Bench was run just once, not averaged after several runs, so these are just estimates:

Code: Select all

PO
-------------------------
sf+nnue-po.270720.halfkp_256x2-32-32.x64.bmi2.exe
Total time (ms) : 2289
Nodes searched  : 3355738
Nodes/second    : 1466027

sf+nnue-po.270720.halfkp_256x2-32-32.x64.avx2.exe
Total time (ms) : 2305
Nodes searched  : 3355738
Nodes/second    : 1452071

sf+nnue-po.270720.halfkp_256x2-32-32.x64.popc.exe
Total time (ms) : 2684
Nodes searched  : 3355738
Nodes/second    : 1247022
-------------------------

NODCHIP
stockfish.bmi2.halfkp_256x2-32-32.profile-nnue.2020-07-19.exe
Total time (ms) : 2608
Nodes searched  : 4049933
Nodes/second    : 1552888

stockfish.avx2.halfkp_256x2-32-32.profile-nnue.2020-07-19.exe
Total time (ms) : 2609
Nodes searched  : 4049933
Nodes/second    : 1552293

stockfish.sse42.halfkp_256x2-32-32.profile-nnue.2020-07-19.exe
Total time (ms) : 3041
Nodes searched  : 4049933
Nodes/second    : 1331776
-------------------------

AIO
sf+nnue-aio.270720.halfkp_256x2-32-32.x64.bmi2.exe
Total time (ms) : 3086
Nodes searched  : 4049933
Nodes/second    : 1312356

sf+nnue-aio.270720.halfkp_256x2-32-32.x64.avx2.exe
Total time (ms) : 3124
Nodes searched  : 4049933
Nodes/second    : 1296393

sf+nnue-aio.270720.halfkp_256x2-32-32.x64.popc.exe
Total time (ms) : 3661
Nodes searched  : 4049933
Nodes/second    : 1106236
https://github.com/FireFather/sf-nnue/releases

I hope they prove fast on other systems as well...
PS they have not been widely tested

Wow, fast indeed, 15% or so faster than Nodchip compiles with BMI2. Now at short time control, SV nets with this compile are about 90 Elo points stronger than SF_dev.


Thanks!
I got +39 elo over recent SF (July 6) on 7 threads at 0.5' + 0.5" after 170 games.
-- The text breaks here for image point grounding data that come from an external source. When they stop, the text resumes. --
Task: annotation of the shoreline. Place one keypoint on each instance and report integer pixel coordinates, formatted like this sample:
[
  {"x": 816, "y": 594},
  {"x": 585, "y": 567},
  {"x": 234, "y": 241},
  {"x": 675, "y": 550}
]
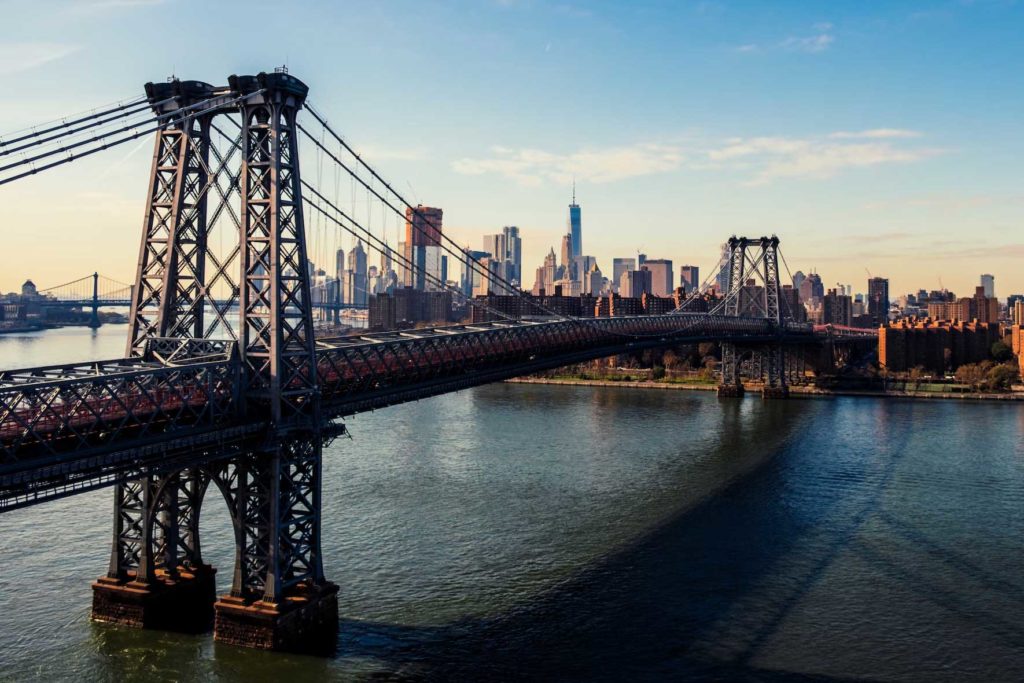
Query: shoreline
[{"x": 795, "y": 391}]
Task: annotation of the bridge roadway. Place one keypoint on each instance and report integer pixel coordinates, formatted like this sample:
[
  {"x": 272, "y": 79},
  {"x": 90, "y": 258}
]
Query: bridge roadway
[{"x": 75, "y": 427}]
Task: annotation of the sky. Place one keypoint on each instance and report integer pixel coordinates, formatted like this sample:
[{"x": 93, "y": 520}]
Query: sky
[{"x": 871, "y": 137}]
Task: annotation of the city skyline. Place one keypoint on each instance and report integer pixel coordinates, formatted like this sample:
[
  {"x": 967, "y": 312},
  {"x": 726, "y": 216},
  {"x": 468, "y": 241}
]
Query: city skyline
[{"x": 854, "y": 166}]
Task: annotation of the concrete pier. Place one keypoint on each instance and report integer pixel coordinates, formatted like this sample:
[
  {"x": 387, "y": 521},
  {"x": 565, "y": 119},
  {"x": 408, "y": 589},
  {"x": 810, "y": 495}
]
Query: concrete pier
[
  {"x": 182, "y": 603},
  {"x": 304, "y": 623}
]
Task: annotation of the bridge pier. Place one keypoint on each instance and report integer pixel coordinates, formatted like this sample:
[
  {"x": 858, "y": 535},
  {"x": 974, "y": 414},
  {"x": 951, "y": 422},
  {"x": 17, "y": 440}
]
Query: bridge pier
[
  {"x": 305, "y": 622},
  {"x": 182, "y": 603}
]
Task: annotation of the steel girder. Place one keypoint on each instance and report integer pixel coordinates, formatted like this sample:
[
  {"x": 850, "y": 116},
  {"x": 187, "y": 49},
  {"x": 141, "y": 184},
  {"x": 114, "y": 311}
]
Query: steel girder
[
  {"x": 352, "y": 372},
  {"x": 55, "y": 413}
]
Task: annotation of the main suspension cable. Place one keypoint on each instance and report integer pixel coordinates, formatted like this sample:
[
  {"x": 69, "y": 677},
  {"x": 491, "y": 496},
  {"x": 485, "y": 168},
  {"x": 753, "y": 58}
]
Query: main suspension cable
[
  {"x": 74, "y": 157},
  {"x": 472, "y": 262},
  {"x": 381, "y": 246},
  {"x": 65, "y": 123},
  {"x": 4, "y": 150}
]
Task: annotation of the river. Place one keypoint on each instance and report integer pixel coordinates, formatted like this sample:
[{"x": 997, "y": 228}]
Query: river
[{"x": 594, "y": 534}]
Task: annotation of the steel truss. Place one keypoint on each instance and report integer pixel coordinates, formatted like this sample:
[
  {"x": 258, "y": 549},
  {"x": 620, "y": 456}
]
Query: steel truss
[
  {"x": 755, "y": 290},
  {"x": 272, "y": 489}
]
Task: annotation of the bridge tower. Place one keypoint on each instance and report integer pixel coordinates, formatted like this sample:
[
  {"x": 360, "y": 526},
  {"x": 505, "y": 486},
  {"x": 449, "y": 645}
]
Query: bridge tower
[
  {"x": 280, "y": 598},
  {"x": 754, "y": 290},
  {"x": 94, "y": 316}
]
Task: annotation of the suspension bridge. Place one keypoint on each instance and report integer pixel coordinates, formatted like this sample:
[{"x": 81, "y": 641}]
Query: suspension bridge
[
  {"x": 224, "y": 386},
  {"x": 96, "y": 291}
]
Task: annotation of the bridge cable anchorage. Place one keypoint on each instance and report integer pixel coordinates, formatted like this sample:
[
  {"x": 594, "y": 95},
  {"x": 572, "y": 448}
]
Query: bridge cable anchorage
[
  {"x": 381, "y": 246},
  {"x": 65, "y": 123},
  {"x": 107, "y": 145}
]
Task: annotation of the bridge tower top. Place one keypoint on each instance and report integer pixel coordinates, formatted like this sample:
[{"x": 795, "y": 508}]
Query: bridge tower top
[
  {"x": 264, "y": 281},
  {"x": 753, "y": 285}
]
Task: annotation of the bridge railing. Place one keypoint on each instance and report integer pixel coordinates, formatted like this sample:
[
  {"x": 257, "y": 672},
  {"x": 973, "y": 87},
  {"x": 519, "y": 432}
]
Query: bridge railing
[
  {"x": 355, "y": 373},
  {"x": 59, "y": 412}
]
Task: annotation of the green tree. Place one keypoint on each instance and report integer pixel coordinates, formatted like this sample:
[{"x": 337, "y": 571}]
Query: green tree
[
  {"x": 971, "y": 374},
  {"x": 1000, "y": 377},
  {"x": 1001, "y": 352},
  {"x": 914, "y": 376}
]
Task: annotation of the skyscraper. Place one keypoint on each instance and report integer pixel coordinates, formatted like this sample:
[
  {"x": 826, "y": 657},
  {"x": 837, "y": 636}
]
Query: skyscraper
[
  {"x": 878, "y": 299},
  {"x": 506, "y": 249},
  {"x": 423, "y": 230},
  {"x": 662, "y": 275},
  {"x": 722, "y": 280},
  {"x": 513, "y": 253},
  {"x": 798, "y": 280},
  {"x": 355, "y": 276},
  {"x": 689, "y": 276},
  {"x": 576, "y": 225},
  {"x": 619, "y": 266},
  {"x": 471, "y": 270},
  {"x": 988, "y": 282},
  {"x": 568, "y": 249},
  {"x": 635, "y": 284}
]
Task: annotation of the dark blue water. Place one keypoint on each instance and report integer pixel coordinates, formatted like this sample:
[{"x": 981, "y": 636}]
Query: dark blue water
[{"x": 597, "y": 534}]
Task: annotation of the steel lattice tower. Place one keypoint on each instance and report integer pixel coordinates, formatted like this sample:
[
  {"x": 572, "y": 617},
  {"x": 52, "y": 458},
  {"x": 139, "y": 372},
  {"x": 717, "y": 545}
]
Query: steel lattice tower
[
  {"x": 271, "y": 483},
  {"x": 754, "y": 290}
]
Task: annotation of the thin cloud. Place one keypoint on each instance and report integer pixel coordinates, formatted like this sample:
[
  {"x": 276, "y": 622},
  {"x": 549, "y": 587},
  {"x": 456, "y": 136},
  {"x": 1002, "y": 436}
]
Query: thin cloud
[
  {"x": 16, "y": 57},
  {"x": 535, "y": 167},
  {"x": 812, "y": 44},
  {"x": 775, "y": 158},
  {"x": 875, "y": 133}
]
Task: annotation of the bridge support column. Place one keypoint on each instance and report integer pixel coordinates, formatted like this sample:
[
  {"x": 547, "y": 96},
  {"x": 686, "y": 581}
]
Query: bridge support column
[
  {"x": 157, "y": 579},
  {"x": 280, "y": 599},
  {"x": 774, "y": 367},
  {"x": 731, "y": 386}
]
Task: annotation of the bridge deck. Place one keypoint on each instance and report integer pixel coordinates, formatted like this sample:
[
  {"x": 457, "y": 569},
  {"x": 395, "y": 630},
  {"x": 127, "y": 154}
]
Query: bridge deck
[{"x": 81, "y": 424}]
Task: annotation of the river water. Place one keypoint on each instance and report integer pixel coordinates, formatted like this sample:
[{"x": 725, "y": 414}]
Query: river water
[{"x": 517, "y": 531}]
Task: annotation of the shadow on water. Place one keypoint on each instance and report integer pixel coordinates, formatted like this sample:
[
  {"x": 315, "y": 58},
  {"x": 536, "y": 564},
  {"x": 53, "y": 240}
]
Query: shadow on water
[
  {"x": 686, "y": 599},
  {"x": 649, "y": 609}
]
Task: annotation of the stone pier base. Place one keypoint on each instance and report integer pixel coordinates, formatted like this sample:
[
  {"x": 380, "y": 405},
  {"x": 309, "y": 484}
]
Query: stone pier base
[
  {"x": 183, "y": 603},
  {"x": 730, "y": 390},
  {"x": 304, "y": 623},
  {"x": 775, "y": 392}
]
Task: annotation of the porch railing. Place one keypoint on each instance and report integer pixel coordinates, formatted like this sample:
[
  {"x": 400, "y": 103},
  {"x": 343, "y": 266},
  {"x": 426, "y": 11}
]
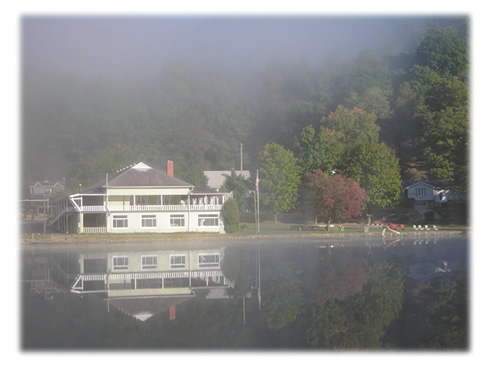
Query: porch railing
[
  {"x": 101, "y": 208},
  {"x": 94, "y": 229}
]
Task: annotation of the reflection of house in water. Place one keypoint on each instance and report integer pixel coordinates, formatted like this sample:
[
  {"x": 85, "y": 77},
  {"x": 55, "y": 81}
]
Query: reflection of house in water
[
  {"x": 143, "y": 283},
  {"x": 429, "y": 262}
]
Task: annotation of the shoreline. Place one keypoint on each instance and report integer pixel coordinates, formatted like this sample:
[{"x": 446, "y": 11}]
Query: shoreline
[{"x": 57, "y": 241}]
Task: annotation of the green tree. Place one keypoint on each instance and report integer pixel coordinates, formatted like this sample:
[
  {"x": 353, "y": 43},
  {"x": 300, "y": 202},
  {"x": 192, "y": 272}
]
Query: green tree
[
  {"x": 376, "y": 168},
  {"x": 279, "y": 178},
  {"x": 331, "y": 197},
  {"x": 239, "y": 187},
  {"x": 444, "y": 51},
  {"x": 230, "y": 214},
  {"x": 317, "y": 150},
  {"x": 373, "y": 100},
  {"x": 355, "y": 124}
]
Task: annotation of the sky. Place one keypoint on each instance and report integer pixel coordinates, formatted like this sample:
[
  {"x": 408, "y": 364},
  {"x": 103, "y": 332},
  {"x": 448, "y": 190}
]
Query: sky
[{"x": 121, "y": 45}]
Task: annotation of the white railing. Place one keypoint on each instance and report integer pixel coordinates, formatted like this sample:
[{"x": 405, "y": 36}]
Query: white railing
[
  {"x": 94, "y": 229},
  {"x": 101, "y": 208}
]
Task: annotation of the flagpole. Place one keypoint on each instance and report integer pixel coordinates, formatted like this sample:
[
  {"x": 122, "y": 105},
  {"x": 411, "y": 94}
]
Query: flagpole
[
  {"x": 259, "y": 276},
  {"x": 257, "y": 195}
]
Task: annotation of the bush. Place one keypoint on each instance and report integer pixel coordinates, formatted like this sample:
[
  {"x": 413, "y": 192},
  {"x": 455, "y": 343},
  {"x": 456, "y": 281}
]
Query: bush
[{"x": 230, "y": 213}]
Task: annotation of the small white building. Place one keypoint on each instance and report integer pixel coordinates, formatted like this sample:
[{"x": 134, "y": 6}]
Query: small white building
[
  {"x": 216, "y": 178},
  {"x": 140, "y": 199}
]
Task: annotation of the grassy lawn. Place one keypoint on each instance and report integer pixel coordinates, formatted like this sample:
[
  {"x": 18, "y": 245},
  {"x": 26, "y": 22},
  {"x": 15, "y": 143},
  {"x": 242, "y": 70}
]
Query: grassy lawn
[{"x": 247, "y": 230}]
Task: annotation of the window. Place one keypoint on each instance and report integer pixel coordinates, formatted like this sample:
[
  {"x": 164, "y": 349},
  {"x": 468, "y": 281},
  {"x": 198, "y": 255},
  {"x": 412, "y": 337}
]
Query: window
[
  {"x": 149, "y": 262},
  {"x": 208, "y": 260},
  {"x": 120, "y": 221},
  {"x": 420, "y": 192},
  {"x": 120, "y": 262},
  {"x": 148, "y": 221},
  {"x": 208, "y": 220},
  {"x": 177, "y": 220},
  {"x": 177, "y": 261}
]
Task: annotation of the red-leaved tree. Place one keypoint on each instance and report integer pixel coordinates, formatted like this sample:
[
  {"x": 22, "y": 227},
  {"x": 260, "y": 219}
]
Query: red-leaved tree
[{"x": 331, "y": 197}]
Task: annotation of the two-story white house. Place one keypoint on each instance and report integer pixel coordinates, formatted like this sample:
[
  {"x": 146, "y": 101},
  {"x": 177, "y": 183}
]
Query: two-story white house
[{"x": 140, "y": 199}]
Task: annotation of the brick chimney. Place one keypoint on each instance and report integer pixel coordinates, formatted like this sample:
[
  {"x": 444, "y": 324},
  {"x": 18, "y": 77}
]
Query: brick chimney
[
  {"x": 172, "y": 312},
  {"x": 169, "y": 168}
]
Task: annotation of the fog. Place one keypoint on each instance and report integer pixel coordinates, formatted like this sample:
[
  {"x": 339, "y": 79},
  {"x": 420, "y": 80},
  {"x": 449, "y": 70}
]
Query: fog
[
  {"x": 141, "y": 45},
  {"x": 95, "y": 84}
]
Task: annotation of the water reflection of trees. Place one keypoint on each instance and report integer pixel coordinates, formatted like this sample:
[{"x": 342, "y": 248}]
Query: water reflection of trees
[{"x": 337, "y": 298}]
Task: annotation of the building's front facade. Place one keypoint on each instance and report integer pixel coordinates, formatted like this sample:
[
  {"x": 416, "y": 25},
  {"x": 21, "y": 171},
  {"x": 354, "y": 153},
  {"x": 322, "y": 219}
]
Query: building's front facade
[{"x": 140, "y": 199}]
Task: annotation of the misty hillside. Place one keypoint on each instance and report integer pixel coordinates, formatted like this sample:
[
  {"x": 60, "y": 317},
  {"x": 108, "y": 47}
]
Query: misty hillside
[{"x": 98, "y": 95}]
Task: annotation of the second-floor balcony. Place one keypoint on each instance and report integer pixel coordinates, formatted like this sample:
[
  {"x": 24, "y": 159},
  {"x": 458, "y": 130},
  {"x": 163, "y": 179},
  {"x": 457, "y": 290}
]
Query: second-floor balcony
[{"x": 130, "y": 208}]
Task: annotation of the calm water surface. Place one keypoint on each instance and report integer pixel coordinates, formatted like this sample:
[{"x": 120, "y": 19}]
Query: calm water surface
[{"x": 371, "y": 293}]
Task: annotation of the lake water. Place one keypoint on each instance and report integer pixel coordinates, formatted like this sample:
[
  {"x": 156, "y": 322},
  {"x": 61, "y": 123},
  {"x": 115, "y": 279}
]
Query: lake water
[{"x": 310, "y": 294}]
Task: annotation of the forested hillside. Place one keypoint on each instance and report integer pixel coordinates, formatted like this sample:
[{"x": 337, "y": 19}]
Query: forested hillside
[{"x": 413, "y": 104}]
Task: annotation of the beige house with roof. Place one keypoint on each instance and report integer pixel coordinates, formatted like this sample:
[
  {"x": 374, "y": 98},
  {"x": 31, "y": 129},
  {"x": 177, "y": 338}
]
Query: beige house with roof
[{"x": 140, "y": 199}]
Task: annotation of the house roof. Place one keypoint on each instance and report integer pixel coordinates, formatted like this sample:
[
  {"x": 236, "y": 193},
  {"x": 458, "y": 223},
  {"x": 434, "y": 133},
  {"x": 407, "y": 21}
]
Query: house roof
[
  {"x": 143, "y": 308},
  {"x": 216, "y": 178},
  {"x": 434, "y": 184},
  {"x": 45, "y": 184},
  {"x": 140, "y": 175}
]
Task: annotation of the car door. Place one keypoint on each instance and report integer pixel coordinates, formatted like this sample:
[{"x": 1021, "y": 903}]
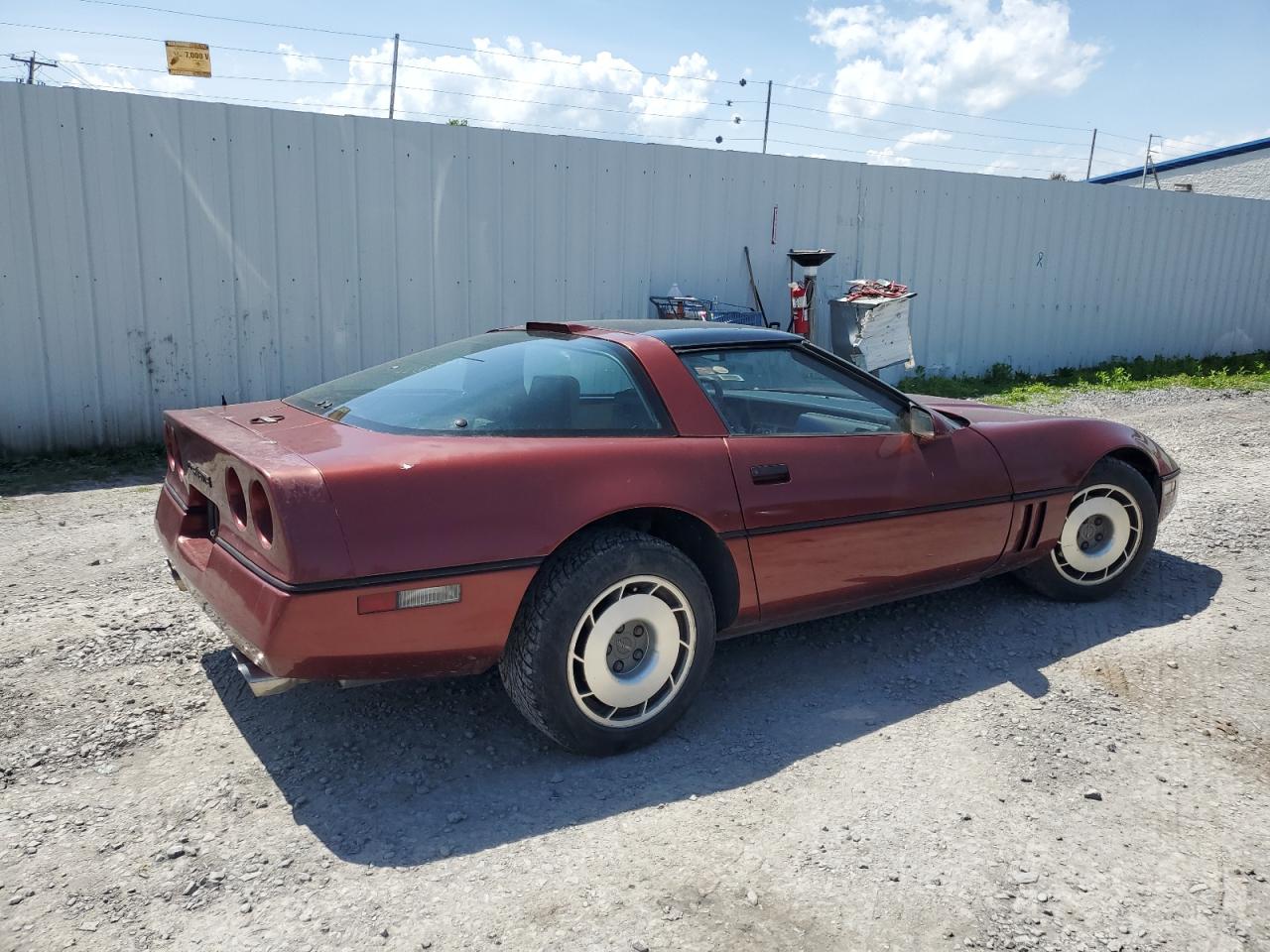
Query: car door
[{"x": 842, "y": 504}]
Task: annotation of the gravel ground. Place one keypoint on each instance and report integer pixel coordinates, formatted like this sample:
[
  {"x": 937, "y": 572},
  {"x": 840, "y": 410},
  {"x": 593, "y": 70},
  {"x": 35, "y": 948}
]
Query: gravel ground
[{"x": 971, "y": 770}]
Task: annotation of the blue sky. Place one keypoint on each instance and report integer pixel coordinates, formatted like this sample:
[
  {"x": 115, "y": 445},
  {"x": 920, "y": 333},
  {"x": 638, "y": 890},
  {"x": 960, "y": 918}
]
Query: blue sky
[{"x": 879, "y": 82}]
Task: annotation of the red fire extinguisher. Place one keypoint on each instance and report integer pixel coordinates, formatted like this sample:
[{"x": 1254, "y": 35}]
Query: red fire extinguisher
[{"x": 798, "y": 308}]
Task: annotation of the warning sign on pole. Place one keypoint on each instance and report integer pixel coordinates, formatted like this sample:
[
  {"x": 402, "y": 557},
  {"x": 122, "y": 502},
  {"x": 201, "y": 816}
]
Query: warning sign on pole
[{"x": 189, "y": 59}]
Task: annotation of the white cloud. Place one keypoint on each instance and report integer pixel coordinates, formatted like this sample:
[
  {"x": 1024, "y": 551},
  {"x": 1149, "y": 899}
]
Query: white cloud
[
  {"x": 919, "y": 139},
  {"x": 173, "y": 84},
  {"x": 966, "y": 55},
  {"x": 530, "y": 82},
  {"x": 888, "y": 157},
  {"x": 296, "y": 63},
  {"x": 111, "y": 77}
]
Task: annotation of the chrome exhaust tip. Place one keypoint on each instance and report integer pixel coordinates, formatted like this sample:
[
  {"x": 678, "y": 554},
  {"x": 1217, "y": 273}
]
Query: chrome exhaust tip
[{"x": 259, "y": 680}]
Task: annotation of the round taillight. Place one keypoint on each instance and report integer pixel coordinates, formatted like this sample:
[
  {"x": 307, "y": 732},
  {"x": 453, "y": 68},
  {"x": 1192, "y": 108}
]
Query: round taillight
[
  {"x": 261, "y": 513},
  {"x": 236, "y": 499},
  {"x": 169, "y": 442}
]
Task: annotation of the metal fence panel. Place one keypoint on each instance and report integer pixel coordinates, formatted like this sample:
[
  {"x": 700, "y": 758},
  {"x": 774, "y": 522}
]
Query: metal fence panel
[{"x": 160, "y": 253}]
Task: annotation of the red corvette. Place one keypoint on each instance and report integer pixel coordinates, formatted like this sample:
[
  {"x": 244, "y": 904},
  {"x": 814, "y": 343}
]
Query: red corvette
[{"x": 592, "y": 507}]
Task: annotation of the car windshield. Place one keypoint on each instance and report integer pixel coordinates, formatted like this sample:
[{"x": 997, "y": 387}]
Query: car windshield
[{"x": 502, "y": 384}]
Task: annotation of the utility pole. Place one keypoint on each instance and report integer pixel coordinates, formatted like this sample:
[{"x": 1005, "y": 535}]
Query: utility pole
[
  {"x": 1147, "y": 163},
  {"x": 397, "y": 42},
  {"x": 32, "y": 62},
  {"x": 767, "y": 114}
]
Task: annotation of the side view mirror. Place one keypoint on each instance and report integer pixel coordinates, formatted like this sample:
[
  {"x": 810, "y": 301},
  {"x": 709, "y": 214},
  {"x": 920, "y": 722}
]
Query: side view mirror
[{"x": 921, "y": 424}]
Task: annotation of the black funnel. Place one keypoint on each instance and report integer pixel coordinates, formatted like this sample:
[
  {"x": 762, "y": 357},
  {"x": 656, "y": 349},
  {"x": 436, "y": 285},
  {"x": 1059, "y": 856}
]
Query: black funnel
[{"x": 811, "y": 259}]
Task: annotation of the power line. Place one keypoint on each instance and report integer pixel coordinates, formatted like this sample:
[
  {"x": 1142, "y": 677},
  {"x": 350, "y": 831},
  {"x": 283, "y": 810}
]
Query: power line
[
  {"x": 919, "y": 126},
  {"x": 964, "y": 116},
  {"x": 480, "y": 95},
  {"x": 404, "y": 66},
  {"x": 937, "y": 145},
  {"x": 563, "y": 62},
  {"x": 338, "y": 108},
  {"x": 945, "y": 162},
  {"x": 33, "y": 62},
  {"x": 382, "y": 37}
]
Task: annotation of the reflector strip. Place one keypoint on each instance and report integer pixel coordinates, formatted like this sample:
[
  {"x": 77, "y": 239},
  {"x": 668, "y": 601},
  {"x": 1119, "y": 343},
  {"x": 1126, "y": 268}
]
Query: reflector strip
[
  {"x": 435, "y": 595},
  {"x": 409, "y": 598}
]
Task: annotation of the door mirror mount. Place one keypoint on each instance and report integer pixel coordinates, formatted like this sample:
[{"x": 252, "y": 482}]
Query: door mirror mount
[{"x": 921, "y": 422}]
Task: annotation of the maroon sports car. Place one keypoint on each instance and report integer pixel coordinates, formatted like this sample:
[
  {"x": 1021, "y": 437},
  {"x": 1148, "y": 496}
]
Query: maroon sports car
[{"x": 590, "y": 507}]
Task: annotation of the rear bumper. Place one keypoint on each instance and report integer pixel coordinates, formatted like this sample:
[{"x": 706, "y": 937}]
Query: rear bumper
[{"x": 320, "y": 635}]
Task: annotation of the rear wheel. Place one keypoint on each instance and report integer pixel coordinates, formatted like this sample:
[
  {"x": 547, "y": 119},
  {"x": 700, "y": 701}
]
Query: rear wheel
[
  {"x": 1109, "y": 530},
  {"x": 611, "y": 644}
]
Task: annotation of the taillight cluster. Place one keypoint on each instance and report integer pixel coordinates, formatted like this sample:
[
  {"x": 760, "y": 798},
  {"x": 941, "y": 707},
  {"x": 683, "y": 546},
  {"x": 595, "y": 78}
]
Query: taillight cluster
[
  {"x": 255, "y": 500},
  {"x": 169, "y": 442},
  {"x": 262, "y": 513}
]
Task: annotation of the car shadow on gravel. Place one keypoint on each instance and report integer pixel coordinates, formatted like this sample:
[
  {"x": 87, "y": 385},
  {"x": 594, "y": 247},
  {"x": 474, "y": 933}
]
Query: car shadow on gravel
[{"x": 405, "y": 774}]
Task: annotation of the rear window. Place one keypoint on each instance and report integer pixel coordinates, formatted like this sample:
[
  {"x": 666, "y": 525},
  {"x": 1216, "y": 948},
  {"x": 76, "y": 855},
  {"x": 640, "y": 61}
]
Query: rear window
[{"x": 502, "y": 384}]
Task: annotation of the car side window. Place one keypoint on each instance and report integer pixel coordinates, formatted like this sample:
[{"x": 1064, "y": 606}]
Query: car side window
[{"x": 786, "y": 391}]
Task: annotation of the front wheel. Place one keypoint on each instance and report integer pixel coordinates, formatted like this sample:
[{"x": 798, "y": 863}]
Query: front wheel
[
  {"x": 1109, "y": 530},
  {"x": 611, "y": 644}
]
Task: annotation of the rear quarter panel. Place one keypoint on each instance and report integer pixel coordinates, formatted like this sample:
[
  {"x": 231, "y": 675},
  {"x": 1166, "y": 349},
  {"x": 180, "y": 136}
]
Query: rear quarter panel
[
  {"x": 420, "y": 503},
  {"x": 1051, "y": 452}
]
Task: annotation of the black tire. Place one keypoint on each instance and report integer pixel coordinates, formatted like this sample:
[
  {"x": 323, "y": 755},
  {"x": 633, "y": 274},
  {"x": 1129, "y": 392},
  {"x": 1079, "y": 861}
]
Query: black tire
[
  {"x": 1052, "y": 579},
  {"x": 536, "y": 665}
]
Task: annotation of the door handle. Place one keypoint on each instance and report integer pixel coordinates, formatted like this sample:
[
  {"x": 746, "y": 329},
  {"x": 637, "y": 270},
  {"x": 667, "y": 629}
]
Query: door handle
[{"x": 769, "y": 474}]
Maybe gains are less with more threads?
I only got +20 elo playing 32 threads at 3m+2s on a 2950x at 4.1 Ghz. Still outstanding.
"The worst thing that can happen to a forum is a running wild attacking moderator(HGM) who is not corrected by the community." - Ed Schröder
But my words like silent raindrops fell. And echoed in the wells of silence.